Four research topics

Sibylle Günter, PPPL Director Stewart Prager and Jim Stone from Princeton University’s Department for Astrophysical Sciences form the Leading Team of the centre. They set the main research direction and see that the centre comes to live – by organising common workshops, for instance. The research will focus on four main topics: Reconnection – changes in the magnetic field structure of a plasma ¬– is a phenomenon that occurs in tokamaks as well as in solar flares, for instance. Transport – especially turbulence – is another issue that is vital for fusion research and which is also studied in astrophysics. A third topic is suprathermal particles, which are crucial for the operation of ITER and future fusion devices, and which also play a substantial role in astrophysics. Lastly, the role of magnetic fields in astrophysical plasmas will be investigated. Besides 21 new postdocs, at least a further 26 scientists, some in senior positions at their institutions, are involved in the centre.

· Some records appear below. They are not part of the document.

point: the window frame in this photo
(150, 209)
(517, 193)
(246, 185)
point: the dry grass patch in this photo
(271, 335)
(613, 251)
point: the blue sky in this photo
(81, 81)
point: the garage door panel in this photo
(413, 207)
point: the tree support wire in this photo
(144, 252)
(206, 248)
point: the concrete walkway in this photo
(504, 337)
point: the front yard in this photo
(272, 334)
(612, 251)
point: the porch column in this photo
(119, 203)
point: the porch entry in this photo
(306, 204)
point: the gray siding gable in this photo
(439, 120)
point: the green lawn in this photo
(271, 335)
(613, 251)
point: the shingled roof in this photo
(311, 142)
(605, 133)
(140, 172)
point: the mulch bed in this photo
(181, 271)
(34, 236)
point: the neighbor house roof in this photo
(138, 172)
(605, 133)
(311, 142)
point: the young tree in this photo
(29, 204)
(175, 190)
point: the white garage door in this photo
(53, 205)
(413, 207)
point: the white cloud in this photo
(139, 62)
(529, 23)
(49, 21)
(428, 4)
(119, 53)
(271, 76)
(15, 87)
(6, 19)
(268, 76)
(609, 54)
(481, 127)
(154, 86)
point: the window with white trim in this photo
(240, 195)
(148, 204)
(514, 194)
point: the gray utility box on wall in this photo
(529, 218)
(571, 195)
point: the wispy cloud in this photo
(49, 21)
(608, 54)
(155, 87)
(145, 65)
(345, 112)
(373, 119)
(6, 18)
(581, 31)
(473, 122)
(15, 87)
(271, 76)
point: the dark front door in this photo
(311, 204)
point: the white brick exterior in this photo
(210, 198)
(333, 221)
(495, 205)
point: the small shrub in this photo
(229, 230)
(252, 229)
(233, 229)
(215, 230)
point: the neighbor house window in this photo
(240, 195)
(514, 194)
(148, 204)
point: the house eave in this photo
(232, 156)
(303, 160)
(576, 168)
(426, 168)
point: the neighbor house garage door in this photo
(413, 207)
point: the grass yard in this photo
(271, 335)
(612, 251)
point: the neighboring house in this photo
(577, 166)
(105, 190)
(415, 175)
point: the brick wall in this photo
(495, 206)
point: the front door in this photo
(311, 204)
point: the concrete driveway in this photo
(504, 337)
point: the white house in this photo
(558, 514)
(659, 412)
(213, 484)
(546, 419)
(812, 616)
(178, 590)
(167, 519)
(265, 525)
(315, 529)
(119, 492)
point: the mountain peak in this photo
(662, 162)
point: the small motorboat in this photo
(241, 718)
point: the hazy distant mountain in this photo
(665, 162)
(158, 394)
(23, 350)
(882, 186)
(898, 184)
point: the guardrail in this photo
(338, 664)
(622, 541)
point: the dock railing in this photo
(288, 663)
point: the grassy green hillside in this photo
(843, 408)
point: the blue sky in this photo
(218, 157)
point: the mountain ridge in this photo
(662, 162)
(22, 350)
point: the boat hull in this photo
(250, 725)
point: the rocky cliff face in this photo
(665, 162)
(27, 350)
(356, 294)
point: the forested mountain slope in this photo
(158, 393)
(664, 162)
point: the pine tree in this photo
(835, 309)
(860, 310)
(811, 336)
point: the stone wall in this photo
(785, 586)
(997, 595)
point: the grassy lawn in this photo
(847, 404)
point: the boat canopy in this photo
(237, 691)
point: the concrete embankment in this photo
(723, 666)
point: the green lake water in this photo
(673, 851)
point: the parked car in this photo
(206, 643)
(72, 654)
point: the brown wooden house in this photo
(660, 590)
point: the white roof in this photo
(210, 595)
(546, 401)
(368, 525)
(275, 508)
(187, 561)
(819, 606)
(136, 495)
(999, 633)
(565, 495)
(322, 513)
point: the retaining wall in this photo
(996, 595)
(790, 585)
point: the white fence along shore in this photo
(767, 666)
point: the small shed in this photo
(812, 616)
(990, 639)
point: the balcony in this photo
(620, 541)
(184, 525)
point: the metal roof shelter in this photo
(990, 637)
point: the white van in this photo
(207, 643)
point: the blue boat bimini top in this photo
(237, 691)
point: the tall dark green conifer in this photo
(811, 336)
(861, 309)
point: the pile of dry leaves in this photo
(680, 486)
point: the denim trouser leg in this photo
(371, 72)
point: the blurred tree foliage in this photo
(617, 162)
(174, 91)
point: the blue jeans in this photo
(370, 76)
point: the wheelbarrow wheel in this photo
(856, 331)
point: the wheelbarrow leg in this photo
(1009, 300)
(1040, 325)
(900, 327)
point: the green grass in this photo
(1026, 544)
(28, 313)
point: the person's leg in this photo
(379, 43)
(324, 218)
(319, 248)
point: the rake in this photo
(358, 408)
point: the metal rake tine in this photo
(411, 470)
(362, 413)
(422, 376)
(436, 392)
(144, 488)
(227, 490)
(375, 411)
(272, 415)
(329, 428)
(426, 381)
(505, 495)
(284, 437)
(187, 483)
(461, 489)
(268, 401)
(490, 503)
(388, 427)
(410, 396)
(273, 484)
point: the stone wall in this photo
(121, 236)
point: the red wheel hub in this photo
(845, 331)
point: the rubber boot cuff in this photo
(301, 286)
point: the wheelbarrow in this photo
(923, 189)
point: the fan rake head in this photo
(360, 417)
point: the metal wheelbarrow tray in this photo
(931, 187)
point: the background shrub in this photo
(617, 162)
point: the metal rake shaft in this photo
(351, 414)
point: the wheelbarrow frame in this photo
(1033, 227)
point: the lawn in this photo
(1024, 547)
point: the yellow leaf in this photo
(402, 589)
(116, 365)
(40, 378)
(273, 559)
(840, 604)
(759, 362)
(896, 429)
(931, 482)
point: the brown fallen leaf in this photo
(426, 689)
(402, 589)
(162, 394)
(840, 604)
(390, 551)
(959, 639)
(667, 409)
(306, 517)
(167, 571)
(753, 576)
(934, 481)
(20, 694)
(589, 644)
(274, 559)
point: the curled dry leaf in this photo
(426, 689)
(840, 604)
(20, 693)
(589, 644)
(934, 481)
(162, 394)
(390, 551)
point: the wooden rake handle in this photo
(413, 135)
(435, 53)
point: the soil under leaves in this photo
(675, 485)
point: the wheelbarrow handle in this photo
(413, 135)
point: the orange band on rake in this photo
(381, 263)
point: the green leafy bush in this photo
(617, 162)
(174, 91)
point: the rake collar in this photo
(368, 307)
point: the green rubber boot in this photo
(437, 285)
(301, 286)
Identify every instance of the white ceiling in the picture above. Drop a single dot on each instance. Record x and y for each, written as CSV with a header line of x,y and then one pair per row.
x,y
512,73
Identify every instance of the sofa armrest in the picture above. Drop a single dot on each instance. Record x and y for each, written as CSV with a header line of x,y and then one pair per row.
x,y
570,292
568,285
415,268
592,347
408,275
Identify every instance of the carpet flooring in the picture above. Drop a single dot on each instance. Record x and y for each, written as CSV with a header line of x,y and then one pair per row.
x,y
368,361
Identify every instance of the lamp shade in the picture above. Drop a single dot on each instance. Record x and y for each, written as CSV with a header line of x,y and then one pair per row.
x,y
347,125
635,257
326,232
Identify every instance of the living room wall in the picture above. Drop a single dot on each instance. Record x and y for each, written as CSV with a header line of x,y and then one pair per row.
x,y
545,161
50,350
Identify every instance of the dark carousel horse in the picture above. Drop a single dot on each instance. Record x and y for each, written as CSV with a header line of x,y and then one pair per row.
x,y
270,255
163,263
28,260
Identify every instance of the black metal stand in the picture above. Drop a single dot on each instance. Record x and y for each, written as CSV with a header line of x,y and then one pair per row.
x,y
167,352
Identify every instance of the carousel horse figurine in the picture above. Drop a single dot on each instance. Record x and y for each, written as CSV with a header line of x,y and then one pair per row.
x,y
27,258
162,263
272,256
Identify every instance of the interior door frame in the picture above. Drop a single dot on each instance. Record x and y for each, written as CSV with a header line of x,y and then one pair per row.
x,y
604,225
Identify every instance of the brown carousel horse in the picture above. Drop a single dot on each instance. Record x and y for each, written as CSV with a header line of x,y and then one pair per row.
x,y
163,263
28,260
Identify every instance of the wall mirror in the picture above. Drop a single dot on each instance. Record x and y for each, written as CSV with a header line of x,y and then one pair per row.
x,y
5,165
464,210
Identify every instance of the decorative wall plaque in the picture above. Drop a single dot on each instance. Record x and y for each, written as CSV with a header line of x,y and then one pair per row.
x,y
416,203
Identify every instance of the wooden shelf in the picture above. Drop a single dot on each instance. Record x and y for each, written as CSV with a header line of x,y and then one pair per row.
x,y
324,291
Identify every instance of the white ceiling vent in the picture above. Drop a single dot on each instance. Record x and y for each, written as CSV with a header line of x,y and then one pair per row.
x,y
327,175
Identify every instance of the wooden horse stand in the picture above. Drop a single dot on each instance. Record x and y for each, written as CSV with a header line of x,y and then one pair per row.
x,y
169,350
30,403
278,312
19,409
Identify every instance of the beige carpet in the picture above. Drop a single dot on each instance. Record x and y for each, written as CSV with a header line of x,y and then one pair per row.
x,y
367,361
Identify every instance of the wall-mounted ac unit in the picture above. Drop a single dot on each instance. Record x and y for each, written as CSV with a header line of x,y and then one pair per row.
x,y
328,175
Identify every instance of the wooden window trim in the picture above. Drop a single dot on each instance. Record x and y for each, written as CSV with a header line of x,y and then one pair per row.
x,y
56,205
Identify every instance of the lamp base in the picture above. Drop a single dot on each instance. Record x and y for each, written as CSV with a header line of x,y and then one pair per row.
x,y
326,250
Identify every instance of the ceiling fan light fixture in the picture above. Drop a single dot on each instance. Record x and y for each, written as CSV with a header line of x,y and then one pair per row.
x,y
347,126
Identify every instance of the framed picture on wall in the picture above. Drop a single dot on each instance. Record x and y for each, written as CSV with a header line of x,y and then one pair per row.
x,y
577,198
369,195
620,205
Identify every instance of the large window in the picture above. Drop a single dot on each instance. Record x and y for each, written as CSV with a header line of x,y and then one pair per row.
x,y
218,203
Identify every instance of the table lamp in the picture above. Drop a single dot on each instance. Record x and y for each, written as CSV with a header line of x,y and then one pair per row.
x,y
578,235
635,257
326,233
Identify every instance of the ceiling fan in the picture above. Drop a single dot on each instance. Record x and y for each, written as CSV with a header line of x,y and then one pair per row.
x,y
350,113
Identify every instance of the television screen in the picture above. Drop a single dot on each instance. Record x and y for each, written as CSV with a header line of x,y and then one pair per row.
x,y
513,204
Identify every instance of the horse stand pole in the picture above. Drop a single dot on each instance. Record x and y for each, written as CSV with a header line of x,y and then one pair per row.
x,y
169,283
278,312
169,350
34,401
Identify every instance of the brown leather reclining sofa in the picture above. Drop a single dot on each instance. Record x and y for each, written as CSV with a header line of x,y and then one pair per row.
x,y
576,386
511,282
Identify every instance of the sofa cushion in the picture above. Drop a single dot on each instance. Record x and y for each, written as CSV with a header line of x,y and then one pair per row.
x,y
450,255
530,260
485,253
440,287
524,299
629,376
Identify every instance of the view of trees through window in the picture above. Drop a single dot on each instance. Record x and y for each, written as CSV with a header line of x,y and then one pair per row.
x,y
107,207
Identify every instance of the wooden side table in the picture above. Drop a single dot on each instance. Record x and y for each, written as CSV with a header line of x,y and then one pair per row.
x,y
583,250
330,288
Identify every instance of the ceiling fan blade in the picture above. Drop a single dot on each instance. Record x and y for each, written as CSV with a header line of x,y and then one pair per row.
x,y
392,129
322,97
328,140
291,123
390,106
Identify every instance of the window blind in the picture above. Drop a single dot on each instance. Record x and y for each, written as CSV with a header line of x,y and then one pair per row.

The new Max Planck Princeton Centre is one of a number of International Max Planck Centres, which the Society is currently establishing. To date nine centres have been set up, connecting top class international research partners with Max Planck Institutes in multidisciplinary cooperations. The centres provide the framework for the exchange of scientists, organise common workshops and trainings and promote the common use of research infrastructure.